Résumé

La doctrine chrétienne du citoyen français… (1877)

« Tu ne tueras pas » n'établit-il pas un mur infranchissable entre la doctrine du citoyen chrétien et le droit révolutionnaire qui a commencé par assassiner le meilleur des rois et qui s'est frayé le triomphe par la guillotine, les fusillades, les noyades, les massacres, les guerres de rues, les boucheries humaines et les levées en masse ?,
Faut-il poursuivre ce parallèle du Décalogue et de la révolution ?
Un seul Dieu tu adoreras, dit le Décalogue. — La révolution fonde, sur la génération spontanée couronnée par le contrat social, une société sans Dieu ; elle n'adore que l'homme.
Source : Gallica

La doctrine chrétienne du citoyen français… (1877)

Quant à nous, chrétiens, soyons fermes, serrons nos rangs, défendons notre doctrine pied à pied; que l'Église soit un roc au milieu des marais de fange, et tous les justes viendront s'y réfugier.
Quand les radicaux de la droite et de la gauche, quand tous les caractères fortement trempés soit pour le bien soit pour le mal, se seront ralliés au calvaire du Christ ou à la montagne de la révolution, les batraciens du marécage ne coasseront plus, Satan sera seul en face de Dieu et sa montagne disparaîtra dans l'abîme.
Source : Gallica

La doctrine chrétienne du citoyen français… (1877)

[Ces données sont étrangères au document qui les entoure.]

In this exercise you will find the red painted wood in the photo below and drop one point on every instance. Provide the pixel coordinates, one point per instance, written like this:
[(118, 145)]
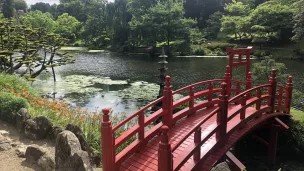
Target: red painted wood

La doctrine chrétienne est incompatible avec la révolution.
La révolution exalte tout ce que l'Église condamne, elle combat tout ce que l'Église conseille.
La parole infaillible et intrépide du souverain Pontife a définitivement fermé la bouche par le Syllabus aux hommes dont l'esprit pusillanime ou le caractère mal trempé se laissait entamer par le contact de la révolution.
Le métal pur de la doctrine chrétienne ne saurait subir d'oxydation ; on n'associe pas Dieu et Satan, la vérité et le mensonge, l'eau et le feu.